A former Saginaw Police Officer Adam Collier was charged Tuesday with misconduct and two counts of assault.
It stems from a woman’s arrest back in July that led to his termination.
Attorney General Dana Nessel says there was two incidents where Collier hit this woman.
Once while she was handcuffed, and officers were trying to get her inside the patrol car. The other was at the Saginaw County jail, the woman spit on collier, he proceeded to hit her three times with a closed fist. She got knocked down, hit her head and fell unconscious.
“The immediacy of the action of the chief to terminate him and sharing with the community that the incident occurred.
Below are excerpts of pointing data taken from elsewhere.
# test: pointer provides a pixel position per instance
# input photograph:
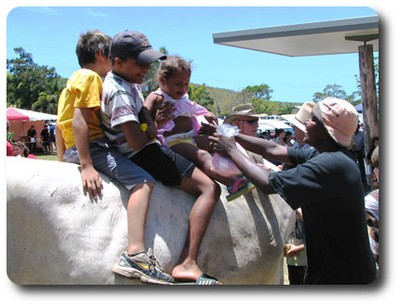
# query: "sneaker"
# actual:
(240, 187)
(143, 266)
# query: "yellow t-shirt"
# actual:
(83, 90)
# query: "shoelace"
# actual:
(153, 260)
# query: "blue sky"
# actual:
(50, 35)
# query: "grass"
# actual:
(47, 157)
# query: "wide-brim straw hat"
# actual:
(339, 117)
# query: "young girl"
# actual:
(181, 133)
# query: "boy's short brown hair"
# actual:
(89, 44)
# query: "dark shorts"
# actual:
(164, 164)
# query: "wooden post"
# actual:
(368, 94)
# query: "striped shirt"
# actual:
(121, 102)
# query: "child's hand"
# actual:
(164, 114)
(151, 131)
(207, 129)
(211, 118)
(91, 182)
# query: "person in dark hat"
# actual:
(245, 118)
(130, 128)
(81, 139)
(326, 185)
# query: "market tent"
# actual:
(19, 114)
(21, 120)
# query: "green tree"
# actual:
(335, 91)
(46, 103)
(200, 95)
(262, 91)
(26, 80)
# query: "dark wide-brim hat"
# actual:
(242, 111)
(135, 45)
(304, 114)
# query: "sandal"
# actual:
(235, 191)
(203, 280)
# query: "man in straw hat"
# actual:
(245, 118)
(326, 185)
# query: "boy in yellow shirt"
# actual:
(81, 140)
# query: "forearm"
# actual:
(81, 135)
(266, 148)
(60, 145)
(253, 172)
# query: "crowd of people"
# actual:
(33, 143)
(105, 125)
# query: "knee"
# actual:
(214, 189)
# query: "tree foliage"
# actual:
(27, 81)
(336, 91)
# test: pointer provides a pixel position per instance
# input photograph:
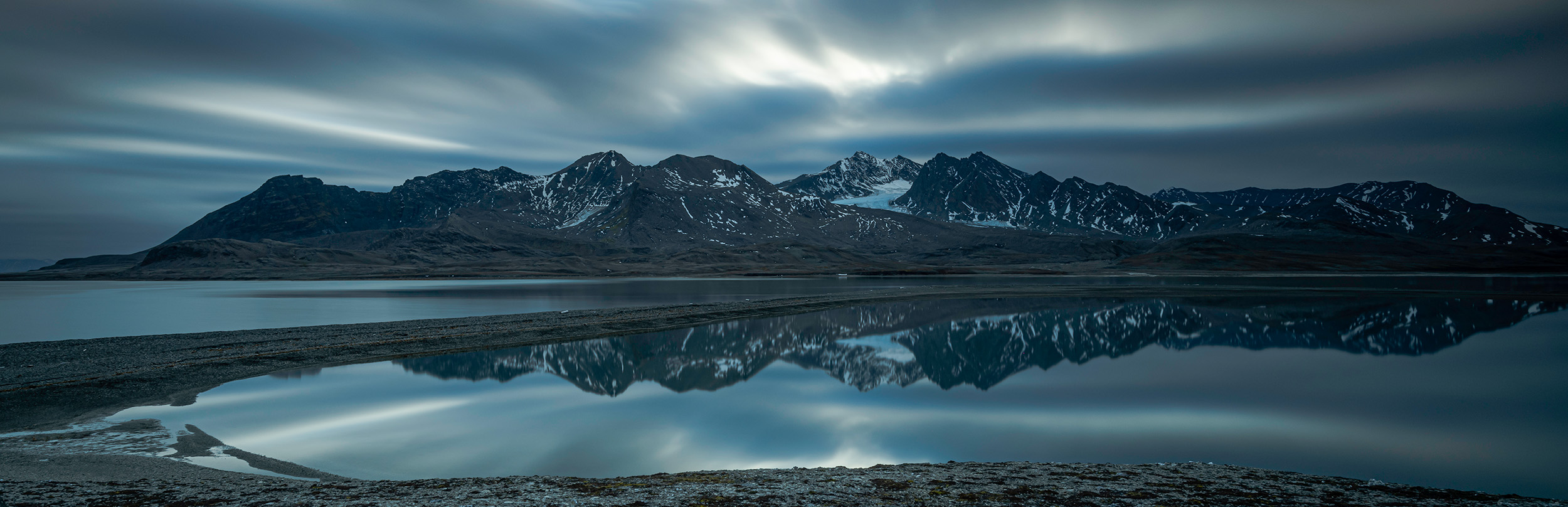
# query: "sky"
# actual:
(124, 121)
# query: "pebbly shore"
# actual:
(913, 484)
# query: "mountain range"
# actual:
(982, 343)
(687, 215)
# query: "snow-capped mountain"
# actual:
(982, 343)
(982, 190)
(1399, 208)
(604, 214)
(860, 179)
(976, 189)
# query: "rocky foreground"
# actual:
(916, 484)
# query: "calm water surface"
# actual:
(71, 310)
(1434, 392)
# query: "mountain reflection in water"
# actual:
(982, 343)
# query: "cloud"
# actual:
(289, 110)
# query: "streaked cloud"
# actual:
(1233, 95)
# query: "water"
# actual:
(71, 310)
(1457, 393)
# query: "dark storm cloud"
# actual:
(126, 121)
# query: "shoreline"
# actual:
(911, 484)
(52, 383)
(48, 387)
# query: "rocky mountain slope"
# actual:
(694, 215)
(857, 176)
(982, 190)
(1396, 208)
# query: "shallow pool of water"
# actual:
(1432, 392)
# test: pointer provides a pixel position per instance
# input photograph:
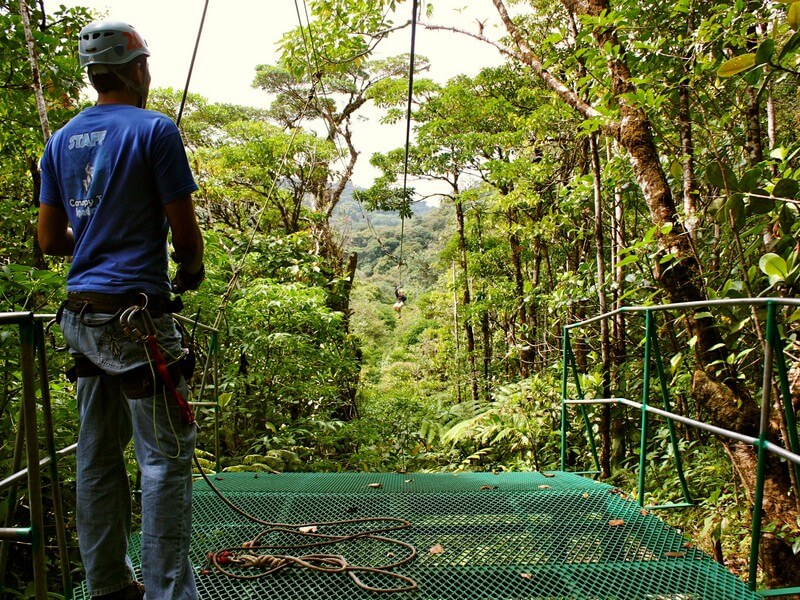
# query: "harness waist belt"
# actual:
(96, 302)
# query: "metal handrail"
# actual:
(28, 325)
(32, 343)
(772, 347)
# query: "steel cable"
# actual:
(235, 561)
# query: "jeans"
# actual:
(164, 448)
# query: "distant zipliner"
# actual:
(401, 300)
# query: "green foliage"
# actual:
(518, 429)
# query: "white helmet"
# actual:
(110, 43)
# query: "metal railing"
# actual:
(774, 360)
(32, 344)
(33, 361)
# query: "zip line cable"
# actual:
(191, 64)
(356, 194)
(246, 556)
(412, 55)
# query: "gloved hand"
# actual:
(184, 281)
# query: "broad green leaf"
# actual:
(774, 266)
(786, 188)
(759, 203)
(765, 51)
(737, 208)
(790, 46)
(749, 180)
(786, 218)
(721, 175)
(794, 15)
(737, 64)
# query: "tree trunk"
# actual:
(720, 394)
(524, 345)
(605, 341)
(467, 299)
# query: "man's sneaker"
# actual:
(134, 591)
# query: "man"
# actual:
(115, 182)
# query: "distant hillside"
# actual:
(376, 237)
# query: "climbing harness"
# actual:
(133, 314)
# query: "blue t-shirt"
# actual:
(112, 168)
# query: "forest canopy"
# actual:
(624, 153)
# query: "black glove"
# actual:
(184, 280)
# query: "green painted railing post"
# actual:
(758, 499)
(213, 348)
(648, 324)
(27, 337)
(786, 394)
(673, 435)
(581, 408)
(564, 377)
(50, 445)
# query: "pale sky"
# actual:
(240, 34)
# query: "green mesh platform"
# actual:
(511, 536)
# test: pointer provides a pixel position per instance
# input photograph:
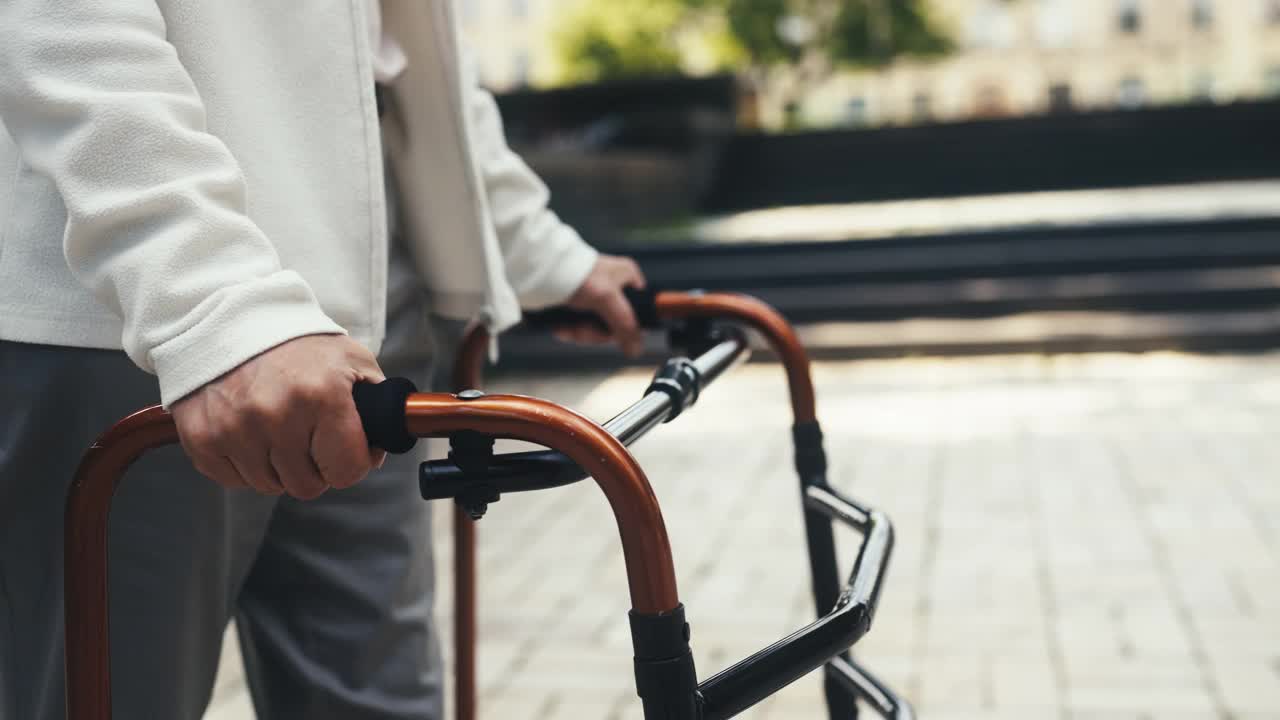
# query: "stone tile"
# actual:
(1078, 538)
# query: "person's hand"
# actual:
(602, 294)
(283, 422)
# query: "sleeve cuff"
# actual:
(563, 277)
(241, 326)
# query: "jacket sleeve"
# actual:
(545, 260)
(97, 100)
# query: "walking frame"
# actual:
(708, 329)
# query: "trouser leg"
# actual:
(336, 619)
(179, 546)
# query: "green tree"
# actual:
(781, 48)
(603, 41)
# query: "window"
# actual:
(1129, 17)
(992, 26)
(1202, 87)
(1202, 14)
(1271, 82)
(991, 101)
(855, 112)
(1132, 94)
(1054, 26)
(1060, 98)
(922, 108)
(520, 68)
I think it was correct even for our local prosecutor’s office to forward this to a third party,” said Terry Pruitt from the Saginaw Chapter of the NAACP.
He says we can't cast all officers with the same brush and the quick actions of the chief show accountability and transparency.
“We continue to work to bridge the gap between community and police,” Pruitt said. “I think we’ve made some steps in that direction and this certainly affirms the work we’ve been doing in the community to try to get an understanding of how decisions are made and who’s accountable for them.”
“I would like to see a city where law enforcement is looked up on as protectors of the city and friends as opposed to some people who are not,” said Carl Williams with the NAACP.
Williams also works with Alpact, a group of advocates who work to mend the relationship and trust between police and the community.
“If people know ‘I’m going to be held accountable for my actions,’ then the more likely they’ll do all the things that are appropriate,” Williams said. “So, I have no problems asking and demanding accountability.”
That’s why he’s glad to see former Saginaw Police Officer Adam Collier being charged for his actions on July 11.
“The positive thing about all of it to me is it definitely opens up the conversation for both accountability and support both ways for the City of Saginaw,” Williams said.
He says to hold the police accountable is one thing, but they need the proper support as well. He gave me an example of another city trying to change the way mental health calls are handled.
“They have worked it out to make sure if such a call comes up, people who work in mental health go to see about the situation,” he said. “As opposed to what we have in most states where police are asked to deal with it when they really don’t have the training to do that.”